The pictures brought back memories, of course — and they were all good ones. Any parent who has watched their child perform in a school play remembers the tension and nerves as the show time neared, because you were praying fervently that there wasn’t some mishap or stumble after the weeks of learning lines and practicing and staging. But then the curtain would go up, the kids would perform like champs, the parents would feel a sense of great relief, and in the end it was clear that the kids who were in the show had a ball.
And years later, when you think about your kids’ school years, it turns out that the theater performances created many of the strongest memories. When Richard was in kindergarten he played a squirrel in a short play called The Tree Angel and had the first line. The teacher said she picked Richard because she was absolutely sure that he would not be nervous and would say the line without a problem, and she was right. I felt like I learned something important about our little boy that day. Several years later, Richard played Grandpa Joe in Charlie and the Chocolate Factory, even sang a song on stage (“Cheer up, Charlie . . . “), and did a great job. Russell, too, had his turns before the footlights, memorably playing a Munchkin in The Wizard of Oz and the aforementioned Native American character, who I think was named Bullseye and (intentionally) got a lot of laughs in another show.

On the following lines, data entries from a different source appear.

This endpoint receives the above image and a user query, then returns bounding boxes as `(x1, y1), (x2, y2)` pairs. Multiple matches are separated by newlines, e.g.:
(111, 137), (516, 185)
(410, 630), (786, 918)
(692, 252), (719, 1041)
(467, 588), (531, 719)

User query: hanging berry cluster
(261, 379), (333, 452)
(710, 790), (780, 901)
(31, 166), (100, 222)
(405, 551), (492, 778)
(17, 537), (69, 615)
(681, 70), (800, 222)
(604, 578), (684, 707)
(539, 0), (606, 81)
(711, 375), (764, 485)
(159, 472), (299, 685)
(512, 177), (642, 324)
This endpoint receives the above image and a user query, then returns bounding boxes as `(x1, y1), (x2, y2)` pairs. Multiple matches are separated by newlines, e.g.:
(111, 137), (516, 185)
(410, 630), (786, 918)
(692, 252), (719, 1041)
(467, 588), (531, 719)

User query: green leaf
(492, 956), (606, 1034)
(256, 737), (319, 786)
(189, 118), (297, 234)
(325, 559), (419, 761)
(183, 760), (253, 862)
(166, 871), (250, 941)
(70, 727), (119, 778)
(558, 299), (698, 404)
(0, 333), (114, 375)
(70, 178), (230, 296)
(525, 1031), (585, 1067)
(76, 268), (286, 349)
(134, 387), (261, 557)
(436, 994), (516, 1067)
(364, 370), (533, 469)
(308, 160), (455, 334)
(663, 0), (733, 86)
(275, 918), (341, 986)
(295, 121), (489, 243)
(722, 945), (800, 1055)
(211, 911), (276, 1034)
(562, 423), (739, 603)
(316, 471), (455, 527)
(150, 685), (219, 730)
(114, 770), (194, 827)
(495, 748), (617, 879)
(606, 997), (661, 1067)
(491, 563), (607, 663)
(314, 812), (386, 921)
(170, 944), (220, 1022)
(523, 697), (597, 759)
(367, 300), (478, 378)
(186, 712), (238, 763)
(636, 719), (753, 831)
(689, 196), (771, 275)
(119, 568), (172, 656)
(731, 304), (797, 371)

The point isn’t that our kids were great actors or stars, and their participation didn’t turn them toward Broadway or Hollywood for their adult careers. But those school plays did give them a chance to shine on stage and to know firsthand what it was like to perform in front of an audience — and, in the process, to get a better sense of themselves and their capabilities. School is supposed to do that. The fact that the performances are warmly recalled by parents, years later, is just the icing on the cake.
When I look at these old photographs, I think about the school systems that, for budgetary reasons, have cut their theatre programs, or their orchestra or choir programs, or their art programs. When the budget axe falls, those programs get chopped first, on the rationale that they are non-academic and therefore non-essential: after all, the standardized tests that seem to drive school policy these days don’t check whether you can act or sing or play an instrument. But that reasoning is wrong-headed, and also sad. It doesn’t recognize how those programs greatly enrich the school years and help to produce more well-rounded students who have tried something new and now are bonded by the shared experience of performing before an audience — and it also deprives the parents of that deep, lasting thrill of learning something new about their child.